Ausstellung Norman Foster im Londoner British Museum

11. August 2001 - Georges Waser
Für den englischen Stararchitekten Norman Foster hat sich der Londoner Sommer gut angelassen. Nicht nur soll seine «schwankende» Fussgängerbrücke über die Themse, derentwegen er von der Presse seines Landes stark kritisiert worden war, bald begehbar sein: Gegenwärtig würdigt ihn das British Museum sogar mit einer grossen Show. Diese, «Exploring the City: The Foster Studio», ist mit Modellen, Plänen, ja Stücken des jeweils verwendeten Baumaterials ein anschaulicher Katalog jener Arbeiten, denen Foster seine internationale Reputation dankt - also spielen in der Ausstellung die Commerzbank in Frankfurt, der Chek-Lap-Kok-Flughafen in Hongkong, das Carré d'Art in Nîmes, der Berliner Reichstag, aber auch die Chesa Futura in St. Moritz eine Rolle.
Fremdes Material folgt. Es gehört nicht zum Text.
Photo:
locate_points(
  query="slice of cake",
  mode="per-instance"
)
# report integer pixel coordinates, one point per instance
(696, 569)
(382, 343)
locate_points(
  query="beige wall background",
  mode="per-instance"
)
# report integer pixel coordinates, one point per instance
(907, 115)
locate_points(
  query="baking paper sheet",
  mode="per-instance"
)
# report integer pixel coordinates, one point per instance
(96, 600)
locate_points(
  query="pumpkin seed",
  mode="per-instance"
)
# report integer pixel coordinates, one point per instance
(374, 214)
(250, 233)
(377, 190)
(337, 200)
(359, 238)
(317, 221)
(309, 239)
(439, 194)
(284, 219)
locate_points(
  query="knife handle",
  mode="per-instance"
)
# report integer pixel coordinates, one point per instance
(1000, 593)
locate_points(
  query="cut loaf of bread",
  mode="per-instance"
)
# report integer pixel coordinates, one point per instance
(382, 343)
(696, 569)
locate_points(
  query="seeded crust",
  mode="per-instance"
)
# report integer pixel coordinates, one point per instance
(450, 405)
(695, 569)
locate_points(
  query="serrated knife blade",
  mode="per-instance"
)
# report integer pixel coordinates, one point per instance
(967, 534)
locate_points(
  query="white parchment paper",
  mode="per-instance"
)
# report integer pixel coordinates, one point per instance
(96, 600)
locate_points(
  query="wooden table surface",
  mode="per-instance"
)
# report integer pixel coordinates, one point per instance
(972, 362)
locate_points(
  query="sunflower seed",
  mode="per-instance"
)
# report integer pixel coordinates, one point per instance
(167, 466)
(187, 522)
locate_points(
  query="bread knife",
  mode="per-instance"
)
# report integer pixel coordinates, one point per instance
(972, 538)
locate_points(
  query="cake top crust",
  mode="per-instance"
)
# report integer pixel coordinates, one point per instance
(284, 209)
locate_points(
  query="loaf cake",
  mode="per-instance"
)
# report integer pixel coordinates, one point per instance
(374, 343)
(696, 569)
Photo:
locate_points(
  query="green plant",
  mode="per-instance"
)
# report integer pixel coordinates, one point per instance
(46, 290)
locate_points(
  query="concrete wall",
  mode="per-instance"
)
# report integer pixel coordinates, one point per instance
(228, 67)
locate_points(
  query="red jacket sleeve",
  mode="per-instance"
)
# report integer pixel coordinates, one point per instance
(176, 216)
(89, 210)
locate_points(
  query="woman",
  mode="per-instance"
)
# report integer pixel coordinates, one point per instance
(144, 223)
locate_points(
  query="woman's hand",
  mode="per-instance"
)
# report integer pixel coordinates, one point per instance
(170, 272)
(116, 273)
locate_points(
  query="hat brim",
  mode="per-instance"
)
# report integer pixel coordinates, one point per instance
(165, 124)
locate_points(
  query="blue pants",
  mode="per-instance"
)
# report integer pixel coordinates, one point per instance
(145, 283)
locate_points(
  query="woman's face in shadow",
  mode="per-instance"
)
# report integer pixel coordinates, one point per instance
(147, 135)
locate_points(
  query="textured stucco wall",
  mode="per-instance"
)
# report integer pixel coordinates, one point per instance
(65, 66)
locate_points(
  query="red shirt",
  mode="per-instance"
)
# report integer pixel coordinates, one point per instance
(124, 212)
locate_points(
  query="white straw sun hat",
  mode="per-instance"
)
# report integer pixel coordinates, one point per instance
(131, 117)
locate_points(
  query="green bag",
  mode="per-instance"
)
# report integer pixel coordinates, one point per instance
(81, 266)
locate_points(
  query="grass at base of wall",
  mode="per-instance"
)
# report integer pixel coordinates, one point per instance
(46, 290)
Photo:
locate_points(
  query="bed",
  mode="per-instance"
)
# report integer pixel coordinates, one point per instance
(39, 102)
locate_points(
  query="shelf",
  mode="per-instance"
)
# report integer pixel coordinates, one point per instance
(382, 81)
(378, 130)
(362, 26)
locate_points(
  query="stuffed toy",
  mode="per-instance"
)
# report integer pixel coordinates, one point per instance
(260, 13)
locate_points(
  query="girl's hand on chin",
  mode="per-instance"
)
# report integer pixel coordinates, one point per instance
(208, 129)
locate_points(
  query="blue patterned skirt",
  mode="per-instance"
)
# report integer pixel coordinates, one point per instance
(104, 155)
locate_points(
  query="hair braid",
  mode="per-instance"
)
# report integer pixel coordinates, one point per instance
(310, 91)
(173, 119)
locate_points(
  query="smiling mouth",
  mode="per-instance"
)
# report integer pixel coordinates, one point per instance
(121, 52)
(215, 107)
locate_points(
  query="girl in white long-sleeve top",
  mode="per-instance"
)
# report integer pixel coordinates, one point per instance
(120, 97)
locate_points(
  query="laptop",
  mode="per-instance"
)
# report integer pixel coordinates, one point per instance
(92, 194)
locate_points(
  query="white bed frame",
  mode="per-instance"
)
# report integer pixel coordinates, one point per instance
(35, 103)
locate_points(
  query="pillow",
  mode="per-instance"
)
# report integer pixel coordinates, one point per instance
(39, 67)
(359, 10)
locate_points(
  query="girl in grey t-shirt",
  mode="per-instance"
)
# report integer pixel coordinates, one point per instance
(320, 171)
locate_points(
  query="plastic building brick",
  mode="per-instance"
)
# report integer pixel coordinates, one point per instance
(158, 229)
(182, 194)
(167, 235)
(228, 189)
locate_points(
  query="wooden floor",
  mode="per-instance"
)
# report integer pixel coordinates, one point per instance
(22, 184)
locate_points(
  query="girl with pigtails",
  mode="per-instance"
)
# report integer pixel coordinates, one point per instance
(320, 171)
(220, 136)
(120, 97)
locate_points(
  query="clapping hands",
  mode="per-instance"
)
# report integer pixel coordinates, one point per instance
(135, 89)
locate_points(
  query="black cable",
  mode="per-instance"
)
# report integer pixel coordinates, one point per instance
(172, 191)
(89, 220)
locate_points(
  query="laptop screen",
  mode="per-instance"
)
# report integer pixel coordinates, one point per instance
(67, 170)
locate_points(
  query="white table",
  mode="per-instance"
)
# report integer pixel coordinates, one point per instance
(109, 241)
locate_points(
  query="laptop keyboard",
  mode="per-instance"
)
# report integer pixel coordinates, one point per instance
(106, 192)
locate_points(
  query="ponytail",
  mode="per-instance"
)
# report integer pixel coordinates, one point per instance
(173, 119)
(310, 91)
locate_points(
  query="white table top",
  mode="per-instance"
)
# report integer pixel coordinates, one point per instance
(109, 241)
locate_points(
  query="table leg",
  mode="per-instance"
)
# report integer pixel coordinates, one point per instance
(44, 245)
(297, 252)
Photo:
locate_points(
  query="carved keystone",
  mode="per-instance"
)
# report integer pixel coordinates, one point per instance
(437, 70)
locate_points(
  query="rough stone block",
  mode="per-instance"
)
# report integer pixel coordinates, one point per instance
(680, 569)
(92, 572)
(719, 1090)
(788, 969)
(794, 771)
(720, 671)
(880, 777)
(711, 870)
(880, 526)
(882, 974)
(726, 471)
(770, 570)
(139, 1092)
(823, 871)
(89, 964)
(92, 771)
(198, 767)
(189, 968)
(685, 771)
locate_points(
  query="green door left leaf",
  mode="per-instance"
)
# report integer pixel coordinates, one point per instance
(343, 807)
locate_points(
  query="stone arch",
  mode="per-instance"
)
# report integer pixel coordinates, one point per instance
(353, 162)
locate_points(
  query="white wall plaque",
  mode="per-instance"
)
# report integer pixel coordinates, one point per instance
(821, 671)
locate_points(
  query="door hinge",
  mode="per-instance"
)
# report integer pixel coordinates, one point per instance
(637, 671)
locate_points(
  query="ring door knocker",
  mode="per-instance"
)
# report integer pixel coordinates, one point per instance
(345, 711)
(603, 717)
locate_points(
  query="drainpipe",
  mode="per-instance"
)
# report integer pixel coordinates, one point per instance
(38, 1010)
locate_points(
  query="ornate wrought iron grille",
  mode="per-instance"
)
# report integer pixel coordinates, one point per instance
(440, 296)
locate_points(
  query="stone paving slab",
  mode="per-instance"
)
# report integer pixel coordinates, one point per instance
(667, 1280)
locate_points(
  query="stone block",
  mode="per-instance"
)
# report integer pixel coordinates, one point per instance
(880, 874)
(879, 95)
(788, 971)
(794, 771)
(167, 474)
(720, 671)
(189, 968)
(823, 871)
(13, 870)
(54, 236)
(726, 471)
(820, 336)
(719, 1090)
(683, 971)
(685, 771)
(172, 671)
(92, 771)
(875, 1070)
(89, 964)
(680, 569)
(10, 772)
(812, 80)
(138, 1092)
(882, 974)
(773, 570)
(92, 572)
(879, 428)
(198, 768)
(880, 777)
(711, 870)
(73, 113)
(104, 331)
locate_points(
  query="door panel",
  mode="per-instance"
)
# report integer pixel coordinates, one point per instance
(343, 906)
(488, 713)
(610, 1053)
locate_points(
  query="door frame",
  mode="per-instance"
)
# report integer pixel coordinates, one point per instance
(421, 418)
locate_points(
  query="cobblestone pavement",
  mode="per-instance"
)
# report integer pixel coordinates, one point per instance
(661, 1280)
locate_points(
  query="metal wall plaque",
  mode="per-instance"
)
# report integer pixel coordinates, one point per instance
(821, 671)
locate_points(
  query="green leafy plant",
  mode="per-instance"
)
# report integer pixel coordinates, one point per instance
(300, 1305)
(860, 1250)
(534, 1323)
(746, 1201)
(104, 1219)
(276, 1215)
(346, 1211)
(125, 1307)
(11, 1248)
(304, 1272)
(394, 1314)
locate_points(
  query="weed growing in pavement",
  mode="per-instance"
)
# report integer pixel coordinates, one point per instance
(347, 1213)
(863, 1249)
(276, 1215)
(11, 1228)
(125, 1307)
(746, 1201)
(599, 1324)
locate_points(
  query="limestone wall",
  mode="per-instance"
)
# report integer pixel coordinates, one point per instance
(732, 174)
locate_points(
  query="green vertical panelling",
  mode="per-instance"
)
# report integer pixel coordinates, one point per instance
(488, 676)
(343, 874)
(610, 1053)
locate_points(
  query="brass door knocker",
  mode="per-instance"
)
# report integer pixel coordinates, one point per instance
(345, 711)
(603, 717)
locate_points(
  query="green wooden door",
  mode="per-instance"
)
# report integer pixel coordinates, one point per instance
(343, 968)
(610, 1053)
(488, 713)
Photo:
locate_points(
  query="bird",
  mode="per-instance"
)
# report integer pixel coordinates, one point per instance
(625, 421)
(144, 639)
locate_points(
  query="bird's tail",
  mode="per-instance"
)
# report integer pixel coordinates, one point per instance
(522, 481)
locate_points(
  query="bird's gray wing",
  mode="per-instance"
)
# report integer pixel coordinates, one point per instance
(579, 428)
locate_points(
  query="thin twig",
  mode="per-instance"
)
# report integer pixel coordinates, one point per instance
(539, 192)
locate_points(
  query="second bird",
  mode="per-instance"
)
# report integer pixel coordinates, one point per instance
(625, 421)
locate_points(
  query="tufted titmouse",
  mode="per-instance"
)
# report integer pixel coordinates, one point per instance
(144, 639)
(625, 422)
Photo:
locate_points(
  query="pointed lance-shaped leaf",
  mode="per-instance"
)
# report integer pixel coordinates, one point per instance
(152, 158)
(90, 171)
Ebenso wie übrigens verschiedene Projekte, will doch Foster - sein Ehrgeiz ist ebenso gross wie sein architektonischer Output - als ein Baukünstler mit Visionen verstanden werden. - Mit der Ausstellung in der Wellcome Gallery des British Museum ist der Architekt denkbar gut bedient: Der Weg des Besuchers führt nämlich direkt durch den von Foster spektakulär verwandelten Innenhof (NZZ 9. 12. 00). «Si monumentum requiris, circumspice», heisst es auf dem Grab des grossen Christopher Wren. Ähnlich wie Wren, der London nach dem Feuer von 1666 ganze 51 neue Kirchen bescherte, darunter die St.-Pauls-Kathedrale, möchte sich auch Norman Foster verewigt sehen - dass also, wer Fosters Andenken sucht, sich in der Themsestadt eines Tages einzig umzusehen braucht. Deshalb wohl auch liebt Foster den Ausspruch, seine Architektur sei «all about the city» - und deshalb wohl auch der Titel der gegenwärtigen Ausstellung: «Exploring the City». In der Tat ist Foster im Begriff, die Londoner Skyline mehr zu verändern als irgendein Architekt seit Wren. Interessant ist diesbezüglich eine Parallele zu der Regierung Blair. Diese beansprucht für sich das Image jener dynamischen modernen Welt, der sich Foster verschrieb, als er vor 35 Jahren zu arbeiten begann. In Fosters Architektur spiegelt sich der Traum von New Labour: New Britain. Festzuhalten bleibt, dass die Regierung Blair sich Fosters Vision aneignete - und nicht umgekehrt.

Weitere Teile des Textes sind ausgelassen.